I agree, he will have a new home very soon!!!! He's a cutie!!!!


----------



## Jen Jen (Nov 3, 2008)

It is so funny to see your post! I am actually the one who got the little Malt Angel guy on Halloween! So, do you have a Malt Angel too?? You are right! He IS so cute! Much cuter in person also! Sheila (his breeder) was great, and flew him to my airport! How great is that?? I could tell she really loved her little dogs, and I was so thankful I got to meet her! Our little guy is so happy, healthy, and SMART! Almost housebroken, too. He has a wonderfully sweet disposition, and the cutest little face. OK... I will stop with the bragging for now! :biggrin: I have not posted an introduction yet, but I will go do that now. I just saw your post, and had to respond! Now, over to the Intro section...

Ta, Ta for now! Jennifer

And oh my heavens he's cute! I met him when I got my little girl and he is such a little love. So sweet! I hope someone snatches this cutie pie right up and gives him a fantastic home. 

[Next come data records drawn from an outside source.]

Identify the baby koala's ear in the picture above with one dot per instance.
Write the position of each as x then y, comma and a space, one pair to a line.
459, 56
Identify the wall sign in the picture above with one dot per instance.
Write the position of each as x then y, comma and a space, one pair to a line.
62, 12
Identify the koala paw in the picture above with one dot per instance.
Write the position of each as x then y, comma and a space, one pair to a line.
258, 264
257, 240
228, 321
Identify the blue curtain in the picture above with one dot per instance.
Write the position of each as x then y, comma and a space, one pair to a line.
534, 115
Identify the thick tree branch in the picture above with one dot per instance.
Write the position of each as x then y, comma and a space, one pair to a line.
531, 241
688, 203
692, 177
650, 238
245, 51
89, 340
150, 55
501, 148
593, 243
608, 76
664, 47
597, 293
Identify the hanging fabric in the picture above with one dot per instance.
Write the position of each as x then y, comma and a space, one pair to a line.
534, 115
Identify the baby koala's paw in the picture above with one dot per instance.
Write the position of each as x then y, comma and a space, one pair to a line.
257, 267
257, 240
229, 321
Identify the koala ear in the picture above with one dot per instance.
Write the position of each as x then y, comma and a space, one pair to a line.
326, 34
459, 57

http://maltaangelsmaltese.com/Puppies/index.htm
[/QUOTE]


----------



## 08chrissy08 (Sep 19, 2008)

I already replied to your into, but I want to say again that I'm so excited that your here! Toby (really cute name by the way) is such a little love bug. I just absolutely fell for him when I met him. He was so full of kisses and just wanted to be close by. He was thrilled when I sat down on the floor with him and just wiggled and wagged his tail and showered me with puppy kisses. I was in heaven! Pixie was in the room with us too and she was just as sweet as him. Between the two of them, I felt like I was knee deep in puppies and couldn't have been happier. It was hard to leave without them both and I've wondered a few times if he'd been taken to a new home yet.

I actually have two malt angel babies. I brought Jazz home and then later mentioned to Sheila that I might like to get another in the future. She told me about Pixie and Toby and I decided to go meet them. And that was that. Jazz and Pixie got along so well that I just couldn't leave without her and I don't regret it for a moment. 

I'm so thirlled that you joined this site!


----------



## bbry (Feb 17, 2007)

Welcome, you have a beautiful little boy.


----------



## CeeCee's Mom (Sep 14, 2006)

That is a darling little boy........such a cute picture. There are several on here that have such darling little babies......Welcome!!!! We want to see him grow!!!!


----------